Habitabilité remarquable
Lors de notre passage à l’IAA de Munich, nous avons pu «faire connaissance» avec le Jogger. A l’intérieur, sans surprise, les plastiques noirs et bon marché dictent leur loi, mais il ne saurait en être autrement sur un véhicule dont le prix de base est fixé à 15 000 euros. L’habitabilité pour les passagers de la deuxième rangée est remarquable, même pour la tête, en dépit d’une assise relevée de 55 mm (!) en comparaison avec les sièges avant. Les fauteuils du rang trois sont à leur tour perchés 25 mm plus haut que la banquette arrière. Malgré cette caractéristique, Dacia promet une garde au toit de 85 mm pour les occupants du troisième rang – qui auront intérêt à être des enfants. Pas juste en raison de l’espace limité pour la tête pour les grands gabarits, mais aussi pour l’accès un brin compliqué vers les sièges du fond. La banquette du milieu – qui s’avance et s’escamote – n’est pas en cause, cela coince davantage à cause de la faible hauteur du toit (1,63 m).
Le volume du coffre souffrira logiquement de la présence de la troisième rangée, puisqu’il sera réduit à 160 litres – ou 565 l, sièges rabattus. Si ce n’est toujours pas assez, il est possible de complètement démonter les sièges du fond, ce qui fera grimper le volume de chargement à la valeur impressionnante de 708 litres, voire 1819 litres banquette repliée.
Hybride en… 2023
A l’autre extrémité de l’auto, dans la salle des machines, deux trois-cylindres seront disponibles au lancement. Un «traditionnel» TCe 110 de… 110 chevaux (et 200 Nm) et un plus inhabituel Eco-G 100 (devinez le nombre de chevaux), fonctionnant à l’essence et au GPL. Dacia promet une autonomie de 1100 km grâce au double réservoir (40 litres pour le GPL, 50 l pour l’essence). Une motorisation hybride est aussi prévue, mais elle n’arrivera pas avant une éternité: son lancement est prévu pour 2023. «Si j’étais obligé de proposer le moteur hybride maintenant, je devrais ajouter 3000 euros sur le prix.
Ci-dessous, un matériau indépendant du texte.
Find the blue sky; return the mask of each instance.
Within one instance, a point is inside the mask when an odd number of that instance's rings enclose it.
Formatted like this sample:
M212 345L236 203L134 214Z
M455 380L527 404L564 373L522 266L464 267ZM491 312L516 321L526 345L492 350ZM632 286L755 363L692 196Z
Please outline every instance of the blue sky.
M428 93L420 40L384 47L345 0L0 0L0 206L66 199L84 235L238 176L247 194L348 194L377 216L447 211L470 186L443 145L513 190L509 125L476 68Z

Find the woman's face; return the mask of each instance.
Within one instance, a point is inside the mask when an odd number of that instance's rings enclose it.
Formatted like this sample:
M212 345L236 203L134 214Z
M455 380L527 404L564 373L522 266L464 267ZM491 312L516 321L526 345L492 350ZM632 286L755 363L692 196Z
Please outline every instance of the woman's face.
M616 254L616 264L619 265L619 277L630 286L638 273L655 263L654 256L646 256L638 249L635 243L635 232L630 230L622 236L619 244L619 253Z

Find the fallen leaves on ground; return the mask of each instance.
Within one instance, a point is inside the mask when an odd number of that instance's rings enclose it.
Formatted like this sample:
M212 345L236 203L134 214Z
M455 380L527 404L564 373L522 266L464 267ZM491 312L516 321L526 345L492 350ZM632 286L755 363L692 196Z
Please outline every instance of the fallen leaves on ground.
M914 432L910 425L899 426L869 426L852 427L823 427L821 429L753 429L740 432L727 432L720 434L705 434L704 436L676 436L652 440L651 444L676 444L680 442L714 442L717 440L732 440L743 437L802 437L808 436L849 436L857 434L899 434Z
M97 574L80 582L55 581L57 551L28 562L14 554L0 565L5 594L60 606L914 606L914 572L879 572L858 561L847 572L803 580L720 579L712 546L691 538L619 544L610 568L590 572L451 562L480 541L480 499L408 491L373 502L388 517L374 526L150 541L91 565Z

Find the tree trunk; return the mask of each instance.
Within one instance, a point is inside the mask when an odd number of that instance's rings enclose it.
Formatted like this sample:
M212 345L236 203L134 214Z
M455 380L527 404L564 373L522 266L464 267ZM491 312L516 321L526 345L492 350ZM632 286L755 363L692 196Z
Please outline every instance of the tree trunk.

Personne ne m’achèterait un Jogger à ce prix-là, justifie Denis Le Vot, directeur général de Dacia. Par contre, en 2023, la technologie E-Tech, que nous reprendrons de la Clio, aura 4 ans. D’ici là, nous en aurons vendues entre 600 000 et 1 million d’unités, cette technologie aura été amortie financièrement.» Plus près de nous, le lancement commercial en Suisse du Jogger est prévu pour début 2022.